Firstly, and most obviously, we aren’t LLMs, for Pete’s sake.
There are parts of our brains which are understood (kinda) and there are parts which aren’t. Some parts are neural networks, yes. Are all? I don’t know, but the training humans get is coupled with the pain and embarrassment of mistakes, the ability to learn while training (since we never stop training, really), and our own desires to reach our own goals for our own reasons.
I’m not spiritual in any way, and I view all living beings as biological machines, so don’t assume that I am coming from some “higher purpose” point of view.
>We are much more than weights which output probable next tokens.
You are a fool if you think otherwise. Are we conscious beings? Who knows, but we’re more than a neural network outputting tokens.
That's just stating a claim though. Why is that so?
Mine is reffering to the "brain as prediction machine" establised theory. Plus on all we know for the brain's operation (neurons, connections, firings, etc).
>There are parts of our brains which are understood (kinda) and there are parts which aren’t. Some parts are neural networks, yes. Are all?

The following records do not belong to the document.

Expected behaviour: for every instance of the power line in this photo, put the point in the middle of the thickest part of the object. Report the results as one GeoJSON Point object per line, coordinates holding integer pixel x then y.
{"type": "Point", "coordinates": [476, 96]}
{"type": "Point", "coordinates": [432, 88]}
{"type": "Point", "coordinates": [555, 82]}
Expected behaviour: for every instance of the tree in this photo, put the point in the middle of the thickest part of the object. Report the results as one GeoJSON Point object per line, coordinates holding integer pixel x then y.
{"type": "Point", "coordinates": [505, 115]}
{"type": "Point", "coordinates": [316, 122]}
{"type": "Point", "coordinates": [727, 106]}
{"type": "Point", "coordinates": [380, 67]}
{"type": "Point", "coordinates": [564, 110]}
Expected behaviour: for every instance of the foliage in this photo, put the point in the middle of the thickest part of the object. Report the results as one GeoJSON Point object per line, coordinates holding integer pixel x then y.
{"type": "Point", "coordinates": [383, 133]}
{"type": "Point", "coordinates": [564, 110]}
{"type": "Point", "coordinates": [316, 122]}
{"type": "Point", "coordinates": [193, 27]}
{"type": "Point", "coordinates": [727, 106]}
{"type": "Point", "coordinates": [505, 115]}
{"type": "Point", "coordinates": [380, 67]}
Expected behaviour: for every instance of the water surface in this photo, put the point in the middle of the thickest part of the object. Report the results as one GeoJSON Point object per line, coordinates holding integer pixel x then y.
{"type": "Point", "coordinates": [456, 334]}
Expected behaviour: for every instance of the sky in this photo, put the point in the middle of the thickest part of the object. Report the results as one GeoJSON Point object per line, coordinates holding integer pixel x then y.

What parts aren't? Can those parts still be algorithmically described and modelled as some information exchange/processing?
>but the training humans get is coupled with the pain and embarrassment of mistakes
Those are versions of negative feedback. We can do similar things to neural networks (including human preference feedback, penalties, and low scores).
>the ability to learn while training (since we never stop training, really)
I already covered that: "The main difference is the training part and that it's always-on."
We do have NNs that are continuously training and updating weights (even in production).
For big LLMs it's impractical because of the cost, otherwise totally doable. In fact, a chat session kind of does that too, but it's transient.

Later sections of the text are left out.